You will need to get a few programs running to get your adater working. One is a program which I think controls and ‘helps’ wireless networking run and the second is a graphical user interface which converses with the first program without the user having to use the command line. Follow these steps

  1. Go to: System > Administration > Synaptic Package Manager
  2. Search there for: ndiswrapper-utils, ndiswrapper-common and ndisgtk
  3. If nothing is found then Insert your Ubuntu CD
  4. You will now need to add the CD to your ‘Souces’. In administration ‘Manage Sources’ and add your cd/dvd
  5. Now in Synaptic Package Manager click on “Source” (This means the Ubuntu Source CD I think!?)
  6. Again search for ndiswrapper-utils, ndiswrapper-common and ndisgtk
  7. You should now be able to tick these items and save the Package Manager, which will then install the three programs
  8. Go to System > Administration > Windows Wireless devices (This is the new program you’ve just installed ndiskgt thanks to Sam Pohlenz)
  9. Now Click on Insert New Driver
  10. Insert your cd which came with your wireless device
  11. Browse to the cd and look for the .inf files.
  12. Select the .inf file
    Note: Normally these will be in a config forlder or an inf folder and will probably be oranised by Windows Operating System. I chose Vista driver as this was most recent but with one adapter this didn’t work. I think it will probably be a case of ‘if at first you don’t succeed’
  13. Install

Voila, you should see an icon appear next to your volume control which is your Network Manager. This will allow you to select a Network, and tweak your wireless settings.

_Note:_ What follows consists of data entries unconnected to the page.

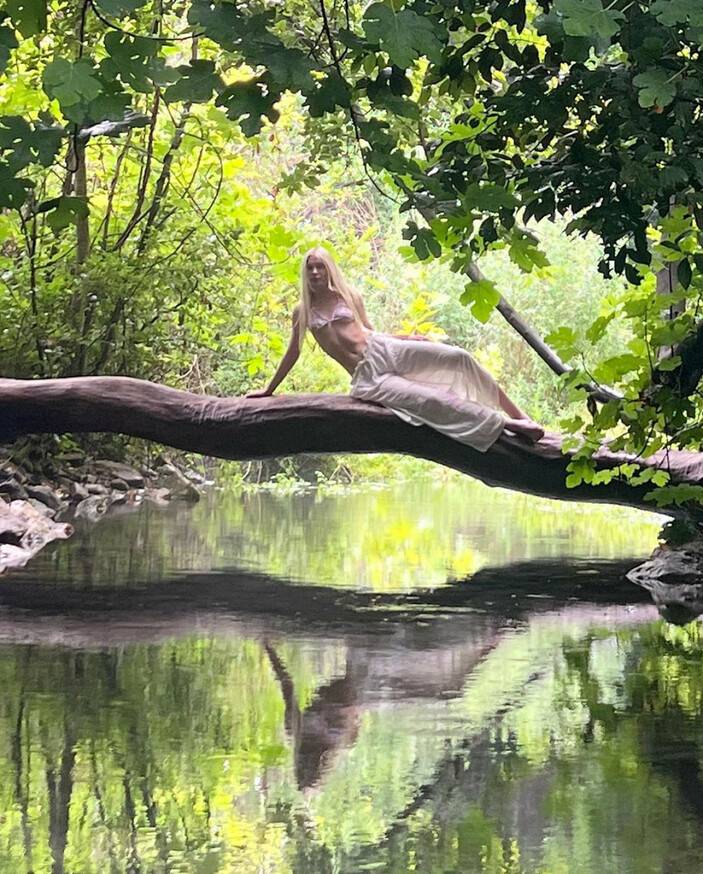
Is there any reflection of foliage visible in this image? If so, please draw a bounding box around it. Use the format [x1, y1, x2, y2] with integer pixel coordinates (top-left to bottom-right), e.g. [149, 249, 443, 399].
[19, 478, 661, 593]
[5, 599, 703, 872]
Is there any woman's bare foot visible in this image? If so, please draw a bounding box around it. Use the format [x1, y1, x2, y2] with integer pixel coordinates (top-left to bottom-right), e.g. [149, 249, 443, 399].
[504, 416, 545, 443]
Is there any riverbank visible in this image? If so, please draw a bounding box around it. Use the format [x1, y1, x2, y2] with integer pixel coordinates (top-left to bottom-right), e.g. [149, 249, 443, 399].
[0, 444, 206, 573]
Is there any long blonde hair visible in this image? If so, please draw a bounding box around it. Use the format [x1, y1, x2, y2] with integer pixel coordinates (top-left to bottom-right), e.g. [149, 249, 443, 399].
[297, 246, 366, 350]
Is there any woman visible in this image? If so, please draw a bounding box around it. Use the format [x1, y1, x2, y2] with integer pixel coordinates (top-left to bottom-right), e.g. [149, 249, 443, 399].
[246, 247, 545, 451]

If you are at this stage and still Ubuntu des not see your wireless USB it is time to either try another driver, or look for alternative solutions.

I could now see the wireless Networks but still could not connect?

Grr, I was trying to connect to a Secured network using the default WPA/WPA2 connection which worked fine under Windows. I found that by disabling Security on the actual Router (which makes the network unsecure and no passsword is required) I was able to connect.

This can be done by

  1. creating a wired ethernet connection to your router
  2. Logging into your router in your browser (mine was at http://192.168.1.1)
  3. Changing the wireless security option to ‘Disabled’

This is highly unsatisfactory since it means that not only can anyone use my network, but also everything I do online can potentially be detected and intercepted and that in theory someone listening in could get my credit card details.

I spent a day messing around with the WPA settings and WEP and others but have not yet managed to connect using these protocols.

So at the moment I have just decided to risk it. I will however be looking for a solution to this asap. If anyone has any suggestions I’d love to know.

That said I am now connected wirelessly and writing this article on my shiny new Ubuntu OS – lifes good!